We can take a generalist approach, making a whole-person assessment. The flipped consultation approach (week 2) could help us to frame his problem differently, keeping his care on the illness side of the gate (generalist gatekeeper role, week 2).

Furthermore, we can use the exhaustion cycle to help us to engage Brian in using behavioural activation techniques. We can also try to draw on Brian’s creative self, to help him to address his mood concerns.

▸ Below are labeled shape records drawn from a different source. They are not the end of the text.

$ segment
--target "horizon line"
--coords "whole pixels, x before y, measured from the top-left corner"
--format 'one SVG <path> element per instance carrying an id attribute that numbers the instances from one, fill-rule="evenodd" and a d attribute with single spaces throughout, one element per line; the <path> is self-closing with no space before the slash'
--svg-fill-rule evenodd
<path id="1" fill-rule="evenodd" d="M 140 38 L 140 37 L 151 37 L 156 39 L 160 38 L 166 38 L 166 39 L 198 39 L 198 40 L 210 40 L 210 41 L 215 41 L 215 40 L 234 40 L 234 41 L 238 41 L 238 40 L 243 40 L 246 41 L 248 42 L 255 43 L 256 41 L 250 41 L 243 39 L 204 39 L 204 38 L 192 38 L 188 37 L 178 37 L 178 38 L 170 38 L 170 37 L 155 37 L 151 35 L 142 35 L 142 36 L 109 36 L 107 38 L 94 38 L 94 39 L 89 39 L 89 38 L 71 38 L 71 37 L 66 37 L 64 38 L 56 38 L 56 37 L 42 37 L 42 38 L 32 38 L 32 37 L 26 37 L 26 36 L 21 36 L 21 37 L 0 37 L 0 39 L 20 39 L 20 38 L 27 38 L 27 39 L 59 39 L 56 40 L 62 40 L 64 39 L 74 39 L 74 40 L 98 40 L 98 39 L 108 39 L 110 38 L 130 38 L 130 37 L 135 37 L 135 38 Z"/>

We will discuss these approaches in more detail within the following steps…

References

  1. The Kings Fund. Mental Health: The connection between mental and physical health. Available from: www.kingsfund.org.uk/projects/time-think-differently/trends-disease-and-disability-mental-physical-health [Accessed 17/02/2022]
  2. Cipriani A, Furukawa TA, Salanti G, Chaimani A, Atkinson LZ, Ogawa Y et al. Comparative efficacy and acceptability of 21 antidepressant drugs for the acute treatment of adults with major depressive disorder: a systematic review and network meta-analysis. The Lancet. 2018; 391 (10128): 1357-1366. DOI: https://doi.org/10.1016/S0140-6736(17)32802-7
  3. Lewis G, Duffy L, Ades A, Amos R, Araya R, Brabyn S et al. The clinical effectiveness of sertraline in primary care and the role of depression severity and duration (PANDA): a pragmatic, double-blind, placebo-controlled randomised trial. The Lancet Psychiatry. 2019; 6 (11): 903-914. DOI: https://doi.org/10.1016/S2215-0366(19)30366-9
  4. Kessler DS, MacNeill SJ, Tallon D, Lewis G, Peters TJ, Hollingworth W et al. Mirtazapine added to SSRIs or SNRIs for treatment resistant depression in primary care: phase III randomised placebo controlled trial (MIR). BMJ. 2018; 383: k4218. DOI: https://doi.org/10.1136/bmj.k4218
  5. Gut E. Productive and unproductive depression. New York: Basic Books; 1989.